Le défi de l’avenir ? Ce n’est pas le clivage droite/gauche mais progressistes/nostalgiques

par Francesco Piccinini
mercredi 19 avril 2017

Quiconque affirme que les idéologies sont mortes, est mal renseigné ou de mauvaise foi. Les idéologies, en tant qu'ensemble de valeurs qui orientent un groupe social établi, n'ont pas disparu. Ont fait leur temps les idéologies des années 1900, les blocs massifs qui ont dominé la scène du siècle écoulé ; celui qui s'y accroche manque de vision, pèche de paresse ou - pire encore - est mû par des intérêts personnels.

Appliquer le regard du siècle dernier à l'époque contemporaine est une erreur majeure qu'on ne peut plus se permettre de commettre. On ne peut plus se permettre d'utiliser les paradigmes d'une époque révolue et les appliquer à la nôtre ; et non, il ne suffit pas de prendre un concept des années 1900 et lui coller un préfixe "post" pour le rendre actuel.

On s'est trompé en croyant à la fin de l'Histoire, à la mort des grandes narrations. Non, l'Histoire n'est pas morte, pas plus que les grandes narrations : elles ont tout simplement muté. Il en va de même pour les idéologies, plus encore pour les idées. On a voulu croire que la mort du contenant entrainerait la mort du contenu, on a confondu le medium avec le message, oubliant que leur essence même dépend d'une relation osmotique.

Et c'est exactement dans cette relation osmotique entre signifiant et signification que la droite a su mieux, et plus vite, se réinventer. Elle a su tirer profit de l'émotivité des réseaux sociaux en chevauchant la vague de la nostalgie, cette nostalgie qui nous pousse à partager sur nos profils virtuels les photos du passé et les chansons de notre adolescence. Cette nostalgie qui est à la base des populismes et de leurs slogans : "Make America great again" ou encore "Remettre la France en ordre". Concepts qui se tournent vers un passé idéalisé et glorieux vers lequel revenir, au lieu de se pencher vers un futur à construire.

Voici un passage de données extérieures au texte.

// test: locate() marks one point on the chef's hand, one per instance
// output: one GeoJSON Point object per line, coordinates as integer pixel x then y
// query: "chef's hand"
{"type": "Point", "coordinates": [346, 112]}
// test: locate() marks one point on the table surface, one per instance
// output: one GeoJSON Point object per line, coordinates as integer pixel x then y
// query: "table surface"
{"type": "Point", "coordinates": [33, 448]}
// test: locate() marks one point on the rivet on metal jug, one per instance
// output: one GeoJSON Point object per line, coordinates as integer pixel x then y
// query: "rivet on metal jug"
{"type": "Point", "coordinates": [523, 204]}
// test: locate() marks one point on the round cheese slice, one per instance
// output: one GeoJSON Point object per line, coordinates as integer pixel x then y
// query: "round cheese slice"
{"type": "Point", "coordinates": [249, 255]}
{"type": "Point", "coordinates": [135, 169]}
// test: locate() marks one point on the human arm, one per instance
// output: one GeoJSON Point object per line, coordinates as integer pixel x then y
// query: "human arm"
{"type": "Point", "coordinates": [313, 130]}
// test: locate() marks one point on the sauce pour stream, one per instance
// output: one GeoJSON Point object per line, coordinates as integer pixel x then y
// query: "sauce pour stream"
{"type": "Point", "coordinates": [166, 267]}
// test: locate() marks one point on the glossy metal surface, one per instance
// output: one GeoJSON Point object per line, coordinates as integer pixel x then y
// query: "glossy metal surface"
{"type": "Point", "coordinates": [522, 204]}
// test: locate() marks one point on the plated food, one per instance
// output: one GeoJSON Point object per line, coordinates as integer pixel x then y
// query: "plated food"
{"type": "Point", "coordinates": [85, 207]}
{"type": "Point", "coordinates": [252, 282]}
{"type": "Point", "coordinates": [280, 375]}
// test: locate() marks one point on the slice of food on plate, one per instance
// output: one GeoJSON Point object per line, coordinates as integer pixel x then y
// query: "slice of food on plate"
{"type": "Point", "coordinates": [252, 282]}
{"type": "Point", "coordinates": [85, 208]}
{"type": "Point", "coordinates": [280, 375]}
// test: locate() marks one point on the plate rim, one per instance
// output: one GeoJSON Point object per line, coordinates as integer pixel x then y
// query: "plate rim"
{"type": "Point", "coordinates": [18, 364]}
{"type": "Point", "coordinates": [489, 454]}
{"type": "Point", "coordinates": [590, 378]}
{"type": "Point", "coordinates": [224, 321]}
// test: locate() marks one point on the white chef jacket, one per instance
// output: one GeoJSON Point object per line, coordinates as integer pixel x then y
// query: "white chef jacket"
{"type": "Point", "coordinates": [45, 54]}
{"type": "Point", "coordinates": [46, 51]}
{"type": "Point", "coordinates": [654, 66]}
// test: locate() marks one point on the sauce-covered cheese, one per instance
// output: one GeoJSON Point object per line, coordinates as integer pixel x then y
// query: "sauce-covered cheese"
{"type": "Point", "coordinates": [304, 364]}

Inerte, la gauche a complétement abandonné la recherche d'un nouveau rêve. Le printemps rouge ne s'étant pas produit, il n'y a pas eu nécessité d'imaginer et bâtir un nouvel idéal. Afin de le trouver, la gauche a tout intérêt à abandonner le rétroviseur nostalgique. Le Pantheon, l'Histoire, en tant qu'éléments identitaires, doivent être désormais envisagés en devenir plutôt que tels des monolithes intouchables. C'est pour cette raison que la gauche se doit d'abandonner le terrain de la droite - pour mieux dire, le conservatisme - et descendre dans l'arène du progrès ; progrès vu en tant qu'outil pour venir en aide aux plus faibles, aux laissés-pour-compte de la société. La gauche - pour mieux dire, le bloc censé être progressiste - ne peut pas se permettre d'avoir peur du changement, ne peut pas s'opposer aux transformations sur la base d'un quelconque conservatisme, car ainsi faisant elle franchirait les frontières qui la séparent de la droite.

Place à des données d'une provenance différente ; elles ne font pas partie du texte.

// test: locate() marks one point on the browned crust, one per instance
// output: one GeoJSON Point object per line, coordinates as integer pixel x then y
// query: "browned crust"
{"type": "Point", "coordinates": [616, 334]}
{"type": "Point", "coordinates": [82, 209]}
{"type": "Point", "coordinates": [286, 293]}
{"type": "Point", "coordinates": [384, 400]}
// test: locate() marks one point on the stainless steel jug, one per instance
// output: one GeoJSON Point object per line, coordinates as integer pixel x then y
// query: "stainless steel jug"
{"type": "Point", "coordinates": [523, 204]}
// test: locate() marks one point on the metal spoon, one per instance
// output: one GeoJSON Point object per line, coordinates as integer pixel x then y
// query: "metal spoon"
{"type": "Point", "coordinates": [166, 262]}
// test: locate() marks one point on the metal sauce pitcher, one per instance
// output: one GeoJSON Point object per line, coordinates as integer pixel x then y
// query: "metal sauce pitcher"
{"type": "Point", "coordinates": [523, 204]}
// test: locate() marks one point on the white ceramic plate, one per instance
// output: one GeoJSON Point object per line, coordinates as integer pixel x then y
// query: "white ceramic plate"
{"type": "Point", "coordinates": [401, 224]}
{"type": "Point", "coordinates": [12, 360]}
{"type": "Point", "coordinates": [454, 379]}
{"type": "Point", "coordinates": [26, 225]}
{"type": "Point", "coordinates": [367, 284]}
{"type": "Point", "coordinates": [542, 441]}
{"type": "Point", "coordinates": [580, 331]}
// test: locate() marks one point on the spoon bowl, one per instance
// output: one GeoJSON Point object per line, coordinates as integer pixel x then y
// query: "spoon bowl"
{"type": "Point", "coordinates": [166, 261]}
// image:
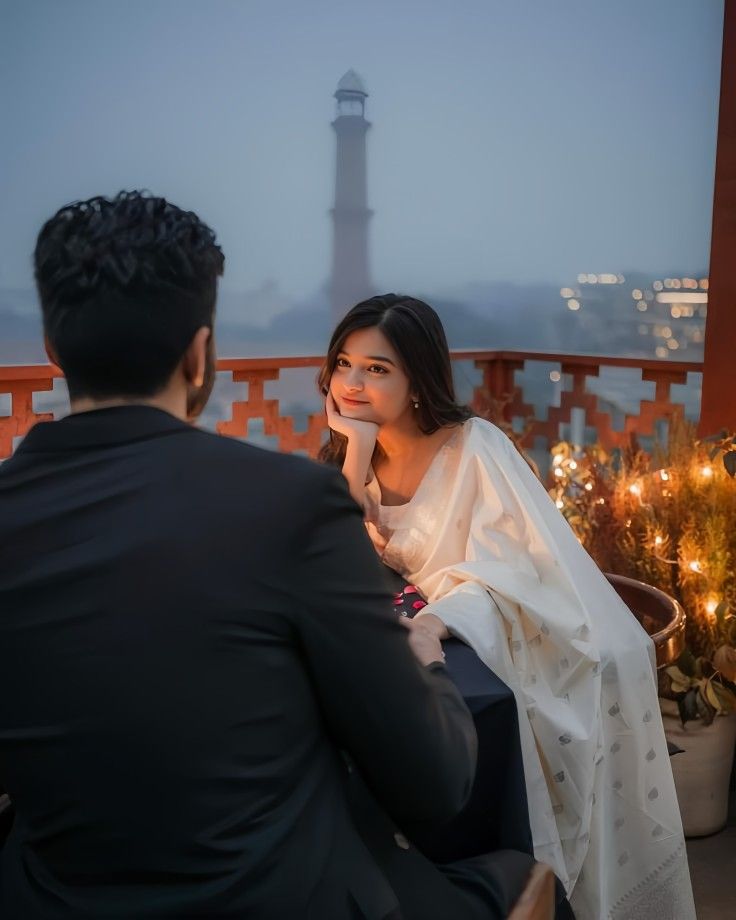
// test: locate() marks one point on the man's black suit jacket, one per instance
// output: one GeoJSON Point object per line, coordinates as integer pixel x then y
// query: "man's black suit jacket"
{"type": "Point", "coordinates": [191, 630]}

Si la gauche s'aventure dans ces contrées, les électeurs, entre la copie et l'original, choisiront toujours l'original. Si les forces progressistes aspirent à retrouver leur statut d'acteur culturel avant que politique, elles se doivent de remettre en question l'approche adoptée jusqu'à présent afin d'affronter les défis du XXIème siècle. La troisième voie, les politiques giddensiennes, ne sont plus d'actualité car le contexte historique a changé et, surtout, elles n'arrivent pas à souder l'approche sociologique, économique et prophétique. Approche qui fut le jalon de la gauche des années 1900. 

Les nouvelles forces progressistes doivent embrasser le progrès en tant qu'outil d'émancipation de l'homme. Les nouvelles forces progressistes doivent remettre au centre de leur agenda une culture vectrice d'émancipation. Mais la culture vit et se propage seulement quand elle est en relation au medium. Point d'émancipation par le biais du paternalisme. Point d'émancipation qui vient d'en haut. Le progrès, c'est le medium. Il incombe à la gauche du futur d'en écrire le contenu.